To move towards ‘product-as-a-service’, organisations should proactively engage with customers throughout a product's lifecycle. “With connected field service solutions, you can remotely monitor the smart products sold to customers. One can thus get the insights they need to do predictive maintenance – and minimise the customer’s downtime.”
Ghose also identifies the importance of taking a collaborative approach to the sales process in order to help sellers navigate increasingly complex portfolios.
Finally, Ghose states that “while technology is radically changing how we innovate, make products, deliver services, and explore new business models, at the core of all of this will be people.”
She explains that it will be vital for manufacturers to ensure that they equip their workforce with the skills and manufacturing technology needed in order to keep up as the industry shifts. “Advancing modern roles, re-skilling to accelerate a data-driven culture, and empowering the first-line worker will be as important as embracing technology to leapfrog into the next phase,” Ghose adds.
Gartner: Leaders Lack Skilled Smart Manufacturing Workers
With organisations rapidly adopting industry 4.0 capabilities to increase productivity, efficiency, transparency, and quality as well as reduce cost, manufacturers “are under pressure to bring their workforce into the 21st century,” says Gartner.
While more connected factory workers are leveraging digital tools and data management techniques to improve decision accuracy, increase knowledge and lessen variability, 57% of manufacturing leaders feel that their organisations lack the skilled workers needed to support their smart manufacturing digitalisation plans.
“Our survey revealed that manufacturers are currently going through a difficult phase in their digitisation journey toward smart manufacturing,” said Simon Jacobson, Vice President analyst, Gartner Supply Chain practice.
“They accept that changing from a break-fix mentality and culture to a data-driven workforce is a must. However, intuition, efficiency and engagement cannot be sacrificed. New workers might be tech-savvy but lack access to best practices and know-how — and tenured workers might have the knowledge, but not the digital skills. A truly connected factory worker in a smart manufacturing environment needs both.”

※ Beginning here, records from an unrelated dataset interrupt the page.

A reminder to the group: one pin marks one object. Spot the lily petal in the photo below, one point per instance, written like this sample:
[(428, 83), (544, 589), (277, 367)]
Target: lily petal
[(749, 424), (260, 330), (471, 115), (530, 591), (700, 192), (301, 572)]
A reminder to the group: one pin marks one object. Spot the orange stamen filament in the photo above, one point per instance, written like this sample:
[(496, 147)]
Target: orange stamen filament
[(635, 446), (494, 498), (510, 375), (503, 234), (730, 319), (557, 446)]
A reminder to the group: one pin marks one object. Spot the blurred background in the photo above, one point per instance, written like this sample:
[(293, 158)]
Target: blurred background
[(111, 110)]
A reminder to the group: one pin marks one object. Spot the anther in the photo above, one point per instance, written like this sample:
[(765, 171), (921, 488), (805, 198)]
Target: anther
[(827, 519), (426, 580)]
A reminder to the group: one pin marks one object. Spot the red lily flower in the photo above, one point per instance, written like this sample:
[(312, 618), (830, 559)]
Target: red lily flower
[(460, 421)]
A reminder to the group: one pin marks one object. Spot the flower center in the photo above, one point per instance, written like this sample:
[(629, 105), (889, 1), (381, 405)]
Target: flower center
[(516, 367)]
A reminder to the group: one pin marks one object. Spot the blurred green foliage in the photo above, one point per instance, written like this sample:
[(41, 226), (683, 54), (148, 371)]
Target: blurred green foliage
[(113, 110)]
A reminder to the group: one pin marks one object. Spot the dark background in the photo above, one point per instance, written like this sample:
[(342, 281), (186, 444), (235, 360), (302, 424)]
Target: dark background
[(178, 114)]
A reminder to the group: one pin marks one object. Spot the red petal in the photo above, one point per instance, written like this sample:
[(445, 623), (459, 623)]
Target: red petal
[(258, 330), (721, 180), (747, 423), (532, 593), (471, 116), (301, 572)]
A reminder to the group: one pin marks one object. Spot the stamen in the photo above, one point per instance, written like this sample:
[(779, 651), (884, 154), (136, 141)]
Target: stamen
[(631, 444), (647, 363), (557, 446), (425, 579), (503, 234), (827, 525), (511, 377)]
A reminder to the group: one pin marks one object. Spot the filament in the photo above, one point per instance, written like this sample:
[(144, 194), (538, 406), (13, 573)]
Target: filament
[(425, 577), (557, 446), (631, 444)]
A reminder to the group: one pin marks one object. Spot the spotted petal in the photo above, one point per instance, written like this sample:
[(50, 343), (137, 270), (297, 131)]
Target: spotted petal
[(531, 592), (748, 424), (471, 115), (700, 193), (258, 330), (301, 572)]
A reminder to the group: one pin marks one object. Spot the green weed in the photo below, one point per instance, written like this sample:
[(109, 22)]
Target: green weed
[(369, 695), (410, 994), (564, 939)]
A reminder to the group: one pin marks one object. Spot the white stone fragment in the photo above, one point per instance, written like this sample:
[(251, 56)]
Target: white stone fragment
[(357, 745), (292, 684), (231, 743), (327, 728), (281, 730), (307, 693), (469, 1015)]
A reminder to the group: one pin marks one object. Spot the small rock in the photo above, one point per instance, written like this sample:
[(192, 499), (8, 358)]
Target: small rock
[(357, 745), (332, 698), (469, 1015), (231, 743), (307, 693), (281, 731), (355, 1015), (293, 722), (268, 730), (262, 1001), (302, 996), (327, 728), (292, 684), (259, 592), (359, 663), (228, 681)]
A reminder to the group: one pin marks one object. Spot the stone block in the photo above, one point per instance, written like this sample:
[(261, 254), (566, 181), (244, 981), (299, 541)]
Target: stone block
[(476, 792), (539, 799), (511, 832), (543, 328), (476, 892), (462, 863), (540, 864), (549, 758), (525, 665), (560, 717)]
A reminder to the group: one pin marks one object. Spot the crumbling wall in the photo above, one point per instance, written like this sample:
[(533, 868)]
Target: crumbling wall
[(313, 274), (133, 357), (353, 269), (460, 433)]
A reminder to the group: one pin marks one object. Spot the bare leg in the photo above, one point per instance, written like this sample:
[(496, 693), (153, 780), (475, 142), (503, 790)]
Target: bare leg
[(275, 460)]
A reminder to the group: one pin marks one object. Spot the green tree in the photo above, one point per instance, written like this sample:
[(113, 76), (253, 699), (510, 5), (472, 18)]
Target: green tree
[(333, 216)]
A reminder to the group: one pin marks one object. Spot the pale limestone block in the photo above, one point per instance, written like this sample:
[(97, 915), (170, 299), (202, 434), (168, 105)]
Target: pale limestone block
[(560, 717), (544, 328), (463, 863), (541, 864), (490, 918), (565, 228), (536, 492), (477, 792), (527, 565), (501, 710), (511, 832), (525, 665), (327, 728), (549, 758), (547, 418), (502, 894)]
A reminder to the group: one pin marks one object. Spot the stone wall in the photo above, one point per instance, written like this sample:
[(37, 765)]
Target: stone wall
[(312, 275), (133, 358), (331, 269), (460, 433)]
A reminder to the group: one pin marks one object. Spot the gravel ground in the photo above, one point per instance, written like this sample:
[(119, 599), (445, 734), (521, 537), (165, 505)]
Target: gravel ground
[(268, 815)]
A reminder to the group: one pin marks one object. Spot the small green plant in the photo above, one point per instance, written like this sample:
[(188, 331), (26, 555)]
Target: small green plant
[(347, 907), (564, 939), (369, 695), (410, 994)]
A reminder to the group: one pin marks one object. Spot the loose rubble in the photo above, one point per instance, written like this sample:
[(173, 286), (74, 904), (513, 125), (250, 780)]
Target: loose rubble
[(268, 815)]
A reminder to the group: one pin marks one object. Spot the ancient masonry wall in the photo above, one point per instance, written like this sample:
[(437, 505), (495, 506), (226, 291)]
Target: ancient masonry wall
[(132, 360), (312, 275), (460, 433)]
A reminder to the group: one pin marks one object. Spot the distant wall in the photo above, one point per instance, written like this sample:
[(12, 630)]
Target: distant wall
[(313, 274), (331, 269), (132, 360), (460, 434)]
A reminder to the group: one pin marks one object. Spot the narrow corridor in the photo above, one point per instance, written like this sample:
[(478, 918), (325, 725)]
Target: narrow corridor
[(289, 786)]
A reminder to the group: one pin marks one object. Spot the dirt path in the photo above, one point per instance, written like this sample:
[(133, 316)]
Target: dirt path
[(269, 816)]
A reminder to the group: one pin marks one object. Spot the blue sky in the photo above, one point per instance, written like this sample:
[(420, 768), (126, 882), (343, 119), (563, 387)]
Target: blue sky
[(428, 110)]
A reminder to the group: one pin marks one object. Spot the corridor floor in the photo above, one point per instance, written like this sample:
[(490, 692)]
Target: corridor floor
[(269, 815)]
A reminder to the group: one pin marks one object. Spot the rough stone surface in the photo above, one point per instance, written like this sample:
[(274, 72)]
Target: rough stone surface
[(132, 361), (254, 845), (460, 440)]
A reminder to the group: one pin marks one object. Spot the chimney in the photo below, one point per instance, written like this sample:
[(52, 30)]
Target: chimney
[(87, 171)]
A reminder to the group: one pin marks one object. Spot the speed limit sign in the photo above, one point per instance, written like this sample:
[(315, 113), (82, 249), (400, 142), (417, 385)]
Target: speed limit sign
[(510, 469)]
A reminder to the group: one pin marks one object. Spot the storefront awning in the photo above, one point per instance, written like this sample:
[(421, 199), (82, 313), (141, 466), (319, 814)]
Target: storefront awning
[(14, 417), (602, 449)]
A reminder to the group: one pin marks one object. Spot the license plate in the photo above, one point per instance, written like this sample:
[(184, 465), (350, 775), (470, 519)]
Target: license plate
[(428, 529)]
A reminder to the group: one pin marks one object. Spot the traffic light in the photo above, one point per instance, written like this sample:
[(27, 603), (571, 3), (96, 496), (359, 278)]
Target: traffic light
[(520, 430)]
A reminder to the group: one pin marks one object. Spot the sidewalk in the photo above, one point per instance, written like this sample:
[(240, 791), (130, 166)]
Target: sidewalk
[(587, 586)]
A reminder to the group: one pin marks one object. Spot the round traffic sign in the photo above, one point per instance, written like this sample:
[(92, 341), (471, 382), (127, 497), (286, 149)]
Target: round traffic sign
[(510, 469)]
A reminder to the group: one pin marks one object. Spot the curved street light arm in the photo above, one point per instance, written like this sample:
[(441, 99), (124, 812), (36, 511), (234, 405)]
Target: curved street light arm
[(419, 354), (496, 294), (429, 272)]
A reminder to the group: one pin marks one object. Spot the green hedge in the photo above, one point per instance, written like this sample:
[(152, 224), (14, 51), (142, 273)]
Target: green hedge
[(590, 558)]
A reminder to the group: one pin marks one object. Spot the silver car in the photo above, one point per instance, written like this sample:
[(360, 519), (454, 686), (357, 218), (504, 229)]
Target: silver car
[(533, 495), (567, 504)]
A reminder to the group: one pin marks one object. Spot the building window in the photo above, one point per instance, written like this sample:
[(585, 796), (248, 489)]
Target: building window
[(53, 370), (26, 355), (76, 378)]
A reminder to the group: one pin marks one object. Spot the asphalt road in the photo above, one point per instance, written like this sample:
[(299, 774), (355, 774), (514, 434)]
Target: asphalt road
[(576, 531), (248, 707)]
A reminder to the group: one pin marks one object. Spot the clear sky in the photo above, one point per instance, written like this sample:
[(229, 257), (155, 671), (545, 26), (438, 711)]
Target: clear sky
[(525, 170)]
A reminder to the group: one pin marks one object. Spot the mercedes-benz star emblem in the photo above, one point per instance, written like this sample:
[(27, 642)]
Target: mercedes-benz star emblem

Surveying 439 respondents from North America, Western Europe and APAC, Gartner found that “organisational complexity, integration and process reengineering are the most prevalent challenges for executing smart manufacturing initiatives.” Combined they represent “the largest change management obstacle [for manufacturers],” adds Gartner.
“It’s interesting to see that leadership commitment is frequently cited as not being a challenge. Across all respondents, 83% agree that their leadership understands and accepts the need to invest in smart manufacturing. However, it does not reflect whether or not the majority of leaders understand the magnitude of change in front of them – regarding technology, as well as talent,” added Jacobson.
Technology and People
While the value and opportunities smart manufacturing can provide an organisation is being recognised, introducing technology alone isn’t enough. Gartner emphasises the importance of evolving factory workers alongside the technology, ensuring that they are on board in order for the change to be successful.
“The most immediate action is for organisations to realize that this is more than digitisation. It requires synchronising activities for capability building, capability enablement and empowering people. Taking a ‘how to improve a day in the life’ approach will increase engagement, continuous learning and ultimately foster a pull-based approach that will attract tenured workers. They are the best points of contact to identify the best starting points for automation and the required data and digital tools for better decision-making,” said Jacobson.
Long term, “it is important to establish a data-driven culture in manufacturing operations that is rooted in governance and training - without stifling employee creativity and ingenuity,” concluded Gartner.